Federal Reserve policy can’t resolve the biggest drags on the U.S. economy, said Richard Clarida, global strategic adviser at Pacific Investment Management Co.
“The main challenges facing the U.S. now are not monetary,” Clarida, of Newport Beach, California-based Pimco, manager of the world’s biggest bond fund, said in a television interview on “Bloomberg Surveillance” with Tom Keene, Sara Eisen and Scarlet Fu. “We have the headwinds from the fiscal cliff, from the slowdown in China, from the turmoil in Europe. None of those are monetary-policy issues.”
U.S. gross domestic product slowed to a 1.5 percent annual rate in the second quarter from a revised 2 percent gain in the prior quarter, Commerce Department figures showed in Washington July 27.
The U.S. faces a so-called fiscal cliff of higher taxes and reductions in spending on defense and other government programs that will take effect at year-end unless Congress acts.

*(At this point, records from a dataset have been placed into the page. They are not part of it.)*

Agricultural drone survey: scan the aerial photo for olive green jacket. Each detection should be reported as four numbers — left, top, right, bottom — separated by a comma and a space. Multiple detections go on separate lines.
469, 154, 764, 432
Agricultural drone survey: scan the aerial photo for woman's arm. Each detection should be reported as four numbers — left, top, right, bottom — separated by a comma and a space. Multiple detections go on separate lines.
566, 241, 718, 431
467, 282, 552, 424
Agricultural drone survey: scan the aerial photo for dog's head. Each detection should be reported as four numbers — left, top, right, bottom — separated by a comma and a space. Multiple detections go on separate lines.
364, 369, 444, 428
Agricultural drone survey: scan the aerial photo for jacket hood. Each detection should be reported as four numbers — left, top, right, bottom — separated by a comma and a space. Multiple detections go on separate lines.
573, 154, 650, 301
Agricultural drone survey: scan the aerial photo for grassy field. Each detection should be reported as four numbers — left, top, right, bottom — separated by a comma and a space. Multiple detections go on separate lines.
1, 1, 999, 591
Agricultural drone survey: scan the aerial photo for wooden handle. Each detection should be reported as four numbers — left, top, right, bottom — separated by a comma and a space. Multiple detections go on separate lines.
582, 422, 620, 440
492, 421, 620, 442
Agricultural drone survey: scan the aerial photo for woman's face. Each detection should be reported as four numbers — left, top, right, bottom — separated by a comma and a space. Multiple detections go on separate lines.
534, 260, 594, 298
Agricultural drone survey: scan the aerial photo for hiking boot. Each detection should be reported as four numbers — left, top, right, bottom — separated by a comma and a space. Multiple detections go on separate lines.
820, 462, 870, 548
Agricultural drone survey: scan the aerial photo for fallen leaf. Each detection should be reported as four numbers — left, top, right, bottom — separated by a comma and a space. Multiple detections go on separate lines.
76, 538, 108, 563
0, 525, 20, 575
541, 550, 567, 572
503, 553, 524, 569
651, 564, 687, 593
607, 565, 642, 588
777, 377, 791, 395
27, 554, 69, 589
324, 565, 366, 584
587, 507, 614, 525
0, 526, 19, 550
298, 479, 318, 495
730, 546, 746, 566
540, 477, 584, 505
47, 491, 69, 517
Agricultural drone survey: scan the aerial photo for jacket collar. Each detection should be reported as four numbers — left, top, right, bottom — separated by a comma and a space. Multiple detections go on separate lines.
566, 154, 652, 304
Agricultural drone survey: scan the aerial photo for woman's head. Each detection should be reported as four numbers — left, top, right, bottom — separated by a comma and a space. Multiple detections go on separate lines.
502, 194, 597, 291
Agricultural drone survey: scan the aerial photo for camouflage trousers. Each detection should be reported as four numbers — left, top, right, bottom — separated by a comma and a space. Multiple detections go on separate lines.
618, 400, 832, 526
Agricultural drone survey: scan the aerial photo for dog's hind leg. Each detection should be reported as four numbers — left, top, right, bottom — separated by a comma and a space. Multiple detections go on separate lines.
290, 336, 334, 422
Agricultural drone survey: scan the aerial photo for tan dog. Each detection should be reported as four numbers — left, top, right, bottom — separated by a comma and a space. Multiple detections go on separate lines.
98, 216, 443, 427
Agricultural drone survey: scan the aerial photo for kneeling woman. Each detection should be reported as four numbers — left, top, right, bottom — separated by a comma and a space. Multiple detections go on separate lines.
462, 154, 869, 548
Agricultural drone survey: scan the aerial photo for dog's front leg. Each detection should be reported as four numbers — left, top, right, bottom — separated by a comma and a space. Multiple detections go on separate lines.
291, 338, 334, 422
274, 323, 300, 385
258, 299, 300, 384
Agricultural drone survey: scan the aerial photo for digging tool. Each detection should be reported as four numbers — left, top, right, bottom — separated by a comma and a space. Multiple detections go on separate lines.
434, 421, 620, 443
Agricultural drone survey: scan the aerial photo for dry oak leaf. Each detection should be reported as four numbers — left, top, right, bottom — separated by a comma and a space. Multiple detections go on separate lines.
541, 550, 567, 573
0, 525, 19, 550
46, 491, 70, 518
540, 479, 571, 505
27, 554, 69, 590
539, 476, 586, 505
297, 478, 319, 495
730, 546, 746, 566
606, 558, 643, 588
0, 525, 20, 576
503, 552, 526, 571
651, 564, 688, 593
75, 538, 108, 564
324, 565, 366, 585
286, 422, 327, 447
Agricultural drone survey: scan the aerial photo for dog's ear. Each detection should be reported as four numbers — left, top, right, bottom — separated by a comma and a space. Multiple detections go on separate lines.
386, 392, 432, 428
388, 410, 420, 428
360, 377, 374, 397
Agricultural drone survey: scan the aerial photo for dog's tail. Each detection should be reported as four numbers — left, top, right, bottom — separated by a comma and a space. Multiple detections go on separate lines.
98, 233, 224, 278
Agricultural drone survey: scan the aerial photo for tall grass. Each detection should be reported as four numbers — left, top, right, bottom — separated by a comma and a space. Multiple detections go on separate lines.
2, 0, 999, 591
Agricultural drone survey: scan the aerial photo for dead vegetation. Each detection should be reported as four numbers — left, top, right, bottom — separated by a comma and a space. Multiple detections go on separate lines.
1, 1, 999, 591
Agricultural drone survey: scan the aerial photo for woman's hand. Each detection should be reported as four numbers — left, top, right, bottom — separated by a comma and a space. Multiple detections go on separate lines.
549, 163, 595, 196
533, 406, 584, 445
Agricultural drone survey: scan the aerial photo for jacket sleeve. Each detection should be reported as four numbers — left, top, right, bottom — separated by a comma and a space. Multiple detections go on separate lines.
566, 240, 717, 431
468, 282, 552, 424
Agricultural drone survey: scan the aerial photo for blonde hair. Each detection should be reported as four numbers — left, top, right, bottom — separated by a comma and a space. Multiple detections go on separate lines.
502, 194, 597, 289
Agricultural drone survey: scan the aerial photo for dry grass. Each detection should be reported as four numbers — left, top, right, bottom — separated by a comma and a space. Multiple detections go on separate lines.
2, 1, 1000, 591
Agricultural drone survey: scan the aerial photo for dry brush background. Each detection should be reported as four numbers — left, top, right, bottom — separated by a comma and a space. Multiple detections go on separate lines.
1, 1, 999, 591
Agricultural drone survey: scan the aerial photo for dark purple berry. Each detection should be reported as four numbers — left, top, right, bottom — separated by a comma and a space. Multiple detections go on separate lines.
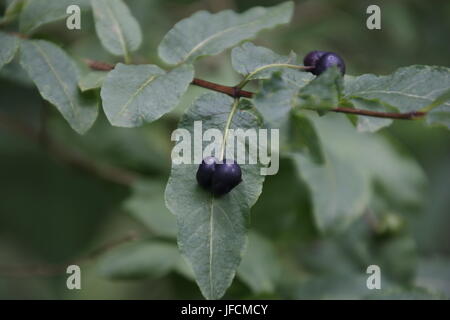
211, 160, 242, 196
313, 52, 346, 76
196, 156, 217, 189
303, 50, 326, 69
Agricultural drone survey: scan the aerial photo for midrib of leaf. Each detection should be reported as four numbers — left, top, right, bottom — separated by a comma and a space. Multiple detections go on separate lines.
238, 61, 301, 88
103, 1, 129, 60
32, 42, 78, 118
183, 12, 278, 63
219, 98, 239, 160
115, 75, 157, 120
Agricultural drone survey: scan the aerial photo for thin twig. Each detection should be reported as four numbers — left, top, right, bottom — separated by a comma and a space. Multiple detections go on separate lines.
0, 113, 139, 186
0, 232, 140, 277
85, 59, 428, 119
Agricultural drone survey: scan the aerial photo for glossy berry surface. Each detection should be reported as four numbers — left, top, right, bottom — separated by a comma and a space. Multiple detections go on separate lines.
196, 156, 217, 189
303, 50, 326, 69
211, 160, 242, 196
313, 52, 346, 76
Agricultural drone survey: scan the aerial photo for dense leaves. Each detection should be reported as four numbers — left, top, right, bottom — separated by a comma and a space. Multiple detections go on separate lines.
1, 0, 450, 301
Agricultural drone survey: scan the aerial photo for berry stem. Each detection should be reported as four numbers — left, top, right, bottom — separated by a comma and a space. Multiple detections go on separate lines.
236, 63, 312, 89
85, 59, 428, 120
219, 98, 240, 161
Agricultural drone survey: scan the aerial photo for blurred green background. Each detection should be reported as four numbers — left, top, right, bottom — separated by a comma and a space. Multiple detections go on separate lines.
0, 0, 449, 299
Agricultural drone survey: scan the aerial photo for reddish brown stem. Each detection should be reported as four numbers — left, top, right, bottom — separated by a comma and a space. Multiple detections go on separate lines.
331, 107, 426, 120
85, 59, 427, 120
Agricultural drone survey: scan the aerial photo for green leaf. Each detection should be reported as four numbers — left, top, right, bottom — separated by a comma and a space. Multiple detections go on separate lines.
165, 93, 265, 299
19, 0, 89, 34
91, 0, 142, 59
158, 1, 294, 65
254, 70, 313, 128
287, 111, 324, 164
0, 0, 26, 25
292, 113, 426, 233
100, 63, 194, 127
292, 145, 370, 232
125, 180, 177, 238
344, 65, 450, 129
237, 232, 281, 294
231, 42, 296, 81
0, 32, 19, 71
78, 71, 107, 92
20, 40, 98, 134
97, 240, 181, 279
316, 114, 426, 208
293, 66, 343, 111
424, 89, 450, 129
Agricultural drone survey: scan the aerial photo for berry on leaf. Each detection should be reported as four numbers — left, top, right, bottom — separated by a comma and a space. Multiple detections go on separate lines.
196, 156, 217, 189
211, 160, 242, 196
313, 52, 346, 76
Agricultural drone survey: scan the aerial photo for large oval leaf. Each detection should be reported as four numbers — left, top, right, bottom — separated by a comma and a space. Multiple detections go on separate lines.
165, 93, 265, 299
158, 1, 293, 65
100, 63, 194, 127
20, 40, 98, 134
91, 0, 142, 58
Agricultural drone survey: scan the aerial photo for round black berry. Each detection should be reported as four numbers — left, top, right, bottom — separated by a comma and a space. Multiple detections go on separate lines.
211, 160, 242, 196
196, 156, 217, 189
303, 50, 326, 69
313, 52, 346, 76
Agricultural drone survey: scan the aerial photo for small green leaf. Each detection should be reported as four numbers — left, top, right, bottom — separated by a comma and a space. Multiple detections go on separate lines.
231, 42, 296, 81
125, 180, 177, 238
20, 40, 98, 134
101, 63, 194, 127
19, 0, 89, 34
237, 232, 281, 294
78, 71, 107, 92
97, 241, 181, 279
424, 89, 450, 129
165, 93, 265, 299
254, 70, 313, 128
293, 67, 343, 111
91, 0, 142, 59
0, 32, 19, 71
158, 1, 294, 65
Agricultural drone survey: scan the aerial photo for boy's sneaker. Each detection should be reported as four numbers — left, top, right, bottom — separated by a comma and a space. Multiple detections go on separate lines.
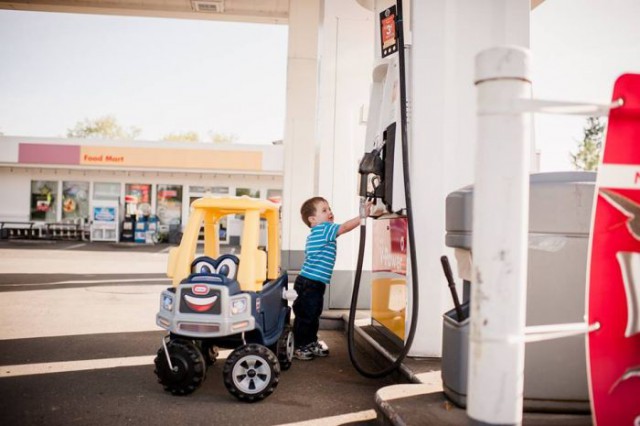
294, 345, 315, 361
309, 340, 329, 357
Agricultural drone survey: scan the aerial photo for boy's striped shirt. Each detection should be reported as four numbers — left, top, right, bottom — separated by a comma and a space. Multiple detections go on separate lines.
299, 221, 341, 284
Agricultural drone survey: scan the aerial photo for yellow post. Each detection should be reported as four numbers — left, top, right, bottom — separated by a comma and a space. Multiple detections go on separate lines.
238, 208, 260, 291
265, 208, 280, 280
203, 210, 219, 259
171, 207, 203, 285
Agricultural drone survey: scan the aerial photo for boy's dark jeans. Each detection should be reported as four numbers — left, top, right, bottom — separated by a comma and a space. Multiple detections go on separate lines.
292, 275, 326, 349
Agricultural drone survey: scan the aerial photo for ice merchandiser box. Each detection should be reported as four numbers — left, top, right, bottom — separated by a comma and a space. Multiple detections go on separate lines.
442, 171, 595, 412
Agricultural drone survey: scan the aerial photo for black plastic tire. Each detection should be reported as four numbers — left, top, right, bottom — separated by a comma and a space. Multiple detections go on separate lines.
273, 326, 294, 371
223, 344, 280, 402
154, 339, 206, 396
199, 340, 219, 367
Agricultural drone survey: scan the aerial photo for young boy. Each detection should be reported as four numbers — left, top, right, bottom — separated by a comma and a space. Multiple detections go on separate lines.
293, 196, 370, 360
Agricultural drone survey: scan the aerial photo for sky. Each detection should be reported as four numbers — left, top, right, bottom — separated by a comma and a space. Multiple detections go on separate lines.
1, 1, 639, 169
530, 0, 640, 171
0, 10, 288, 145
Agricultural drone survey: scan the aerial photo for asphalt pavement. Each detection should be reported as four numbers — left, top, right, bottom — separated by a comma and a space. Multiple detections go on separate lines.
0, 240, 393, 425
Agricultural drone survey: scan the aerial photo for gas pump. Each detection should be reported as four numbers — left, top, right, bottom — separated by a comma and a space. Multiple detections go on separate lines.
347, 0, 420, 378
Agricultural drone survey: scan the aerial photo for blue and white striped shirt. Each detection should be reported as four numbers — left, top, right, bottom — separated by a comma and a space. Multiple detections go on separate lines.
300, 221, 341, 284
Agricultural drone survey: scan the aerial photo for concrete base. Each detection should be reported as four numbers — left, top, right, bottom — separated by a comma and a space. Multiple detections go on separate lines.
319, 309, 594, 426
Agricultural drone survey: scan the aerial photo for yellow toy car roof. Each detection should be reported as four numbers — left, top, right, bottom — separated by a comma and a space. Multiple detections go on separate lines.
168, 196, 281, 291
191, 196, 280, 215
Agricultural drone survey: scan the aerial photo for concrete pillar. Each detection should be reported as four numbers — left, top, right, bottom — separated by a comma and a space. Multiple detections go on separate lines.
407, 0, 530, 357
316, 0, 374, 308
282, 0, 374, 310
281, 0, 322, 272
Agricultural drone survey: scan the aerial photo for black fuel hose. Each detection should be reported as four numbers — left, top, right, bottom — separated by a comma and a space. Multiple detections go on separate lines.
346, 0, 420, 379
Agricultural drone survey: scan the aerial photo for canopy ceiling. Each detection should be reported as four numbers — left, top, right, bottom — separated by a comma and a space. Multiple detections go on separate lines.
0, 0, 289, 24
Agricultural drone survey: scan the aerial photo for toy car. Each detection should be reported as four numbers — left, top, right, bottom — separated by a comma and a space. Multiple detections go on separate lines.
154, 197, 294, 402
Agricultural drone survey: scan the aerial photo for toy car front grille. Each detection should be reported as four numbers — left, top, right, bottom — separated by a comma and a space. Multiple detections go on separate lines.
178, 322, 220, 333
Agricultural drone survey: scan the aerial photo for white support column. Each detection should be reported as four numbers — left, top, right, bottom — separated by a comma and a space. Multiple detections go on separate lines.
317, 0, 373, 307
468, 46, 532, 426
281, 0, 321, 272
408, 0, 530, 357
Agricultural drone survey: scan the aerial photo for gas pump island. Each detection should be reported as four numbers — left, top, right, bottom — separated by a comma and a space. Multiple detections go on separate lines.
349, 1, 639, 425
347, 0, 420, 378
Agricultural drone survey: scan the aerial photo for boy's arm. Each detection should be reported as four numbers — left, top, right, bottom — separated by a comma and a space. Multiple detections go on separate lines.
337, 201, 372, 237
337, 216, 361, 237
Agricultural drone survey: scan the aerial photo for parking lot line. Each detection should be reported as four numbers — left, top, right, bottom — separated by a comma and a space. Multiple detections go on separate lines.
274, 409, 377, 425
0, 350, 232, 378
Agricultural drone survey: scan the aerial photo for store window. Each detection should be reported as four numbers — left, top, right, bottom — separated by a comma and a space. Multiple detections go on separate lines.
266, 189, 282, 205
189, 186, 227, 241
236, 188, 260, 198
62, 181, 90, 221
189, 186, 229, 197
124, 183, 151, 216
157, 184, 183, 226
30, 180, 58, 222
94, 182, 121, 201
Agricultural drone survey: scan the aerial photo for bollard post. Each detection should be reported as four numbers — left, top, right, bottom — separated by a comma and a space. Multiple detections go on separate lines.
468, 46, 532, 426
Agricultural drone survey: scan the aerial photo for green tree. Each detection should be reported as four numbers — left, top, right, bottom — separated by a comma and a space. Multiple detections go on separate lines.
67, 115, 141, 140
162, 131, 200, 142
570, 116, 605, 171
208, 132, 238, 144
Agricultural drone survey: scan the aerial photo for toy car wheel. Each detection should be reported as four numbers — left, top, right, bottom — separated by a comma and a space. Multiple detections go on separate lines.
199, 340, 219, 366
223, 344, 280, 402
273, 326, 294, 371
154, 339, 206, 396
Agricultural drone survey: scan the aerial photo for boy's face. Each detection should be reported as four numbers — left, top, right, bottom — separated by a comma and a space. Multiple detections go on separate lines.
309, 201, 334, 227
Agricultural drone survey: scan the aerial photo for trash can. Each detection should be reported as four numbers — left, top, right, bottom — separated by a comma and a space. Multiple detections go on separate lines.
443, 171, 595, 412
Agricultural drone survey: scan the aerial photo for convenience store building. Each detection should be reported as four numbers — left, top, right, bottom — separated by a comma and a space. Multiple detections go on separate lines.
0, 136, 283, 241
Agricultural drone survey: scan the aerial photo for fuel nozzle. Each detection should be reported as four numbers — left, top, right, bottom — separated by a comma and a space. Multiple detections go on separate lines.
358, 148, 385, 199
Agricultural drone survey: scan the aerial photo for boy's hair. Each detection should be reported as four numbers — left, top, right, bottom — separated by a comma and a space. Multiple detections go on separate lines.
300, 196, 327, 228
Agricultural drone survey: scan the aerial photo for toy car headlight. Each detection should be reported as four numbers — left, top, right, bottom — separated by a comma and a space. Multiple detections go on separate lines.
162, 294, 174, 312
230, 298, 247, 315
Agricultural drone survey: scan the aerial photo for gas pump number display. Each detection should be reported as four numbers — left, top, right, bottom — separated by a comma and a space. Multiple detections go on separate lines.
380, 6, 397, 58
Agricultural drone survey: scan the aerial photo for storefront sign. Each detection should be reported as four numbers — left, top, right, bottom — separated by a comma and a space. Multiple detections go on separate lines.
18, 143, 263, 171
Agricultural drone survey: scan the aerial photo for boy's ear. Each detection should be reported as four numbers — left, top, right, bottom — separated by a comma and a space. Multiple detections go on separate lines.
308, 214, 317, 226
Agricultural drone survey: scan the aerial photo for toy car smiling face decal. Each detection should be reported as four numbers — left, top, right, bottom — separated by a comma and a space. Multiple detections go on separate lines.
180, 285, 222, 314
184, 284, 219, 312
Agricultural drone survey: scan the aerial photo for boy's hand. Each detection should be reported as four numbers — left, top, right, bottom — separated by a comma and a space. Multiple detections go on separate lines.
339, 201, 373, 237
363, 200, 373, 218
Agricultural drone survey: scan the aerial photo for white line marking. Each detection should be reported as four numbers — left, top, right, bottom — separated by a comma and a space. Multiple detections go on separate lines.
0, 355, 155, 377
1, 277, 171, 287
66, 243, 87, 250
0, 350, 232, 378
274, 409, 377, 425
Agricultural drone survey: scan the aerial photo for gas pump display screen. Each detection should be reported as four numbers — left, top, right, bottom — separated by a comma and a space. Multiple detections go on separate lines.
379, 6, 397, 58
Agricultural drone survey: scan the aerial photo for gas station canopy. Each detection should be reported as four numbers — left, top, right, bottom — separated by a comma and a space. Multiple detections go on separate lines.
0, 0, 546, 23
0, 0, 289, 24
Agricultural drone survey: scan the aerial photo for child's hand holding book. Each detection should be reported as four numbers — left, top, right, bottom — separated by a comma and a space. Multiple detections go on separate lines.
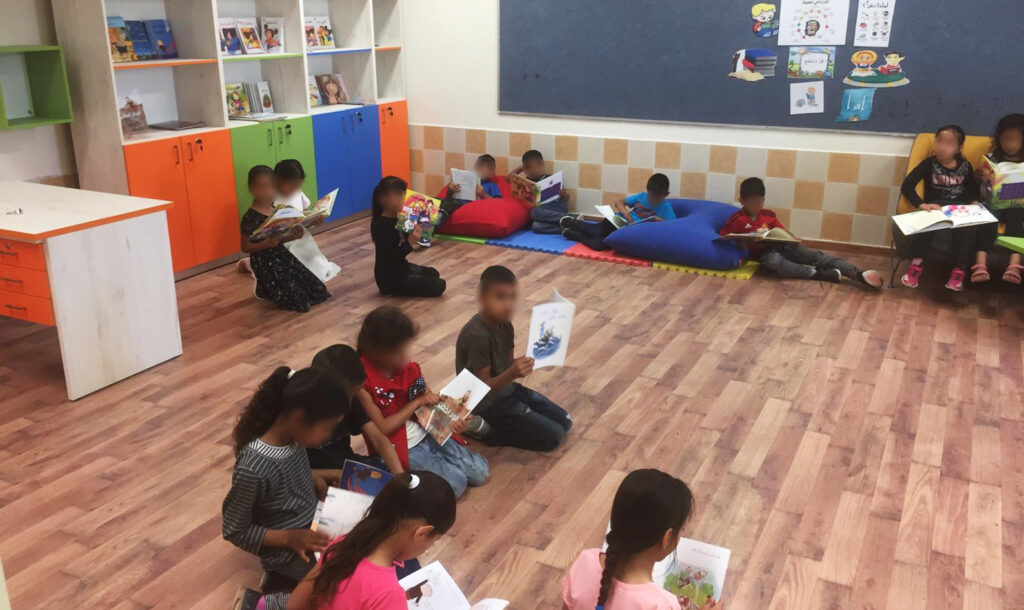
510, 356, 535, 378
285, 529, 330, 562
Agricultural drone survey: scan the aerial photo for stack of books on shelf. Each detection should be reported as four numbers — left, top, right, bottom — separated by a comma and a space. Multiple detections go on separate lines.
225, 82, 282, 121
107, 17, 178, 62
304, 17, 336, 50
308, 73, 355, 106
219, 18, 284, 56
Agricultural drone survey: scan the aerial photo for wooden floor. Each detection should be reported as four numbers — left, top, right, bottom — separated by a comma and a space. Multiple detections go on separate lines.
2, 219, 1023, 610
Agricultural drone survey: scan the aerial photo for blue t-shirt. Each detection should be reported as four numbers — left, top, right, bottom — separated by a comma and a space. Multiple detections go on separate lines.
625, 193, 675, 223
481, 180, 502, 198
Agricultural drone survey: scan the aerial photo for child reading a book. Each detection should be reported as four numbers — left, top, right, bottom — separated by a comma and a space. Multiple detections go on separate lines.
562, 469, 714, 610
240, 166, 331, 313
307, 345, 404, 475
455, 266, 572, 451
974, 113, 1024, 284
222, 367, 351, 590
899, 124, 981, 290
722, 178, 882, 289
274, 160, 342, 284
370, 177, 447, 298
510, 149, 572, 234
356, 306, 489, 497
286, 471, 456, 610
559, 173, 674, 251
439, 154, 505, 222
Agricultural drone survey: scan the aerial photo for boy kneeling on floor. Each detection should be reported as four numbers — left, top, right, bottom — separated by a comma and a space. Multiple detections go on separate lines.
456, 265, 572, 451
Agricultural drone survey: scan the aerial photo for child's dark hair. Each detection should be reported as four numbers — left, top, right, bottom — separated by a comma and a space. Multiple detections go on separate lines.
357, 306, 417, 354
522, 149, 543, 165
646, 173, 670, 196
480, 265, 517, 293
598, 469, 694, 607
992, 113, 1024, 161
274, 159, 305, 181
477, 154, 496, 167
371, 176, 407, 218
232, 367, 346, 455
312, 471, 456, 605
935, 124, 966, 160
740, 177, 766, 199
311, 344, 366, 394
248, 165, 274, 186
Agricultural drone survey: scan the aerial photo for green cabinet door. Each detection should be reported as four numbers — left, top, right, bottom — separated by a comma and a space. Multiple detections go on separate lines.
230, 122, 277, 219
272, 117, 318, 206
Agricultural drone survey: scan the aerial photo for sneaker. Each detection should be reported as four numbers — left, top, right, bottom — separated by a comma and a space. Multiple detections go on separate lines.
562, 228, 585, 243
856, 269, 883, 290
812, 268, 842, 283
559, 215, 579, 230
945, 267, 965, 292
464, 415, 491, 440
902, 261, 923, 288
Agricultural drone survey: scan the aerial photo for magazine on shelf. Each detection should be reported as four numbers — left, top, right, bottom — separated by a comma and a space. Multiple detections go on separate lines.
399, 562, 509, 610
107, 16, 136, 62
144, 19, 178, 59
891, 204, 997, 236
315, 74, 349, 105
304, 17, 322, 49
718, 227, 799, 243
595, 204, 654, 229
254, 81, 274, 113
259, 17, 284, 54
125, 21, 155, 60
312, 16, 335, 48
225, 83, 251, 117
527, 288, 575, 369
983, 156, 1024, 210
450, 169, 480, 201
219, 19, 244, 55
236, 18, 264, 54
653, 537, 731, 607
308, 75, 324, 106
510, 171, 563, 206
339, 459, 392, 496
413, 370, 491, 446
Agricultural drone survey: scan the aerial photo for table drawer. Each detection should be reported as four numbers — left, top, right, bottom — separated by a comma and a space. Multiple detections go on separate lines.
0, 264, 50, 299
0, 239, 46, 271
0, 289, 55, 326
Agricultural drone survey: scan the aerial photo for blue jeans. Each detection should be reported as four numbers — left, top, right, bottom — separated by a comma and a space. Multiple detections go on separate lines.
407, 435, 489, 497
531, 196, 569, 233
479, 384, 572, 451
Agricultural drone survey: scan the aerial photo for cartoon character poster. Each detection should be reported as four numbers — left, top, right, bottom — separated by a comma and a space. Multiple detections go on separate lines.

The spending cuts and tax increases amount to $607 billion, or 4 percent of GDP, as measured by the Congressional Budget Office.
China’s export growth collapsed and imports and new yuan loans trailed estimates in July, adding to signs the global economy is weakening.
“At the margin, I think the Fed believes where it can make a difference it will,” said Clarida, who is also a professor of economics and international affairs at Columbia University. “But it recognizes that this is not ultimately going to be a monetary-policy solution for these challenges.”
The U.S. central bank has held interest rates near zero since 2008 and plans to keep them there through 2014 to stimulate the world’s biggest economy. The Fed has also bought $2.3 trillion of mortgage and Treasury debt from 2008 to 2011 in two rounds of so-called quantitative easing, or QE.
At the same time, the European Union’s 17-nation common currency faces an “existential threat,” and Europe’s biggest economy is also showing signs of slowing, Clarida said. The European Central Bank’s quarterly survey of professional forecasters showed yesterday that the euro-area economy may shrink 0.3 percent this year instead of a previously projected
0.2 percent contraction.
“Increasingly, the German economy is feeling the impact of the European turmoil,” he said. “Germany probably of all the countries has more room to maneuver, but again they don’t set interest rates for the euro area. They’re an export machine, and not just to Europe but also to the rest of the world. I think the options in Germany are limited right now.”
German industrial production declined in June, led by a drop in construction output. Production fell 0.9 percent from May, when it gained a revised 1.7 percent, the Economy Ministry in Berlin said Aug. 8. It was the third report this week to signal the German economy is cooling as the sovereign debt crisis erodes demand for its goods.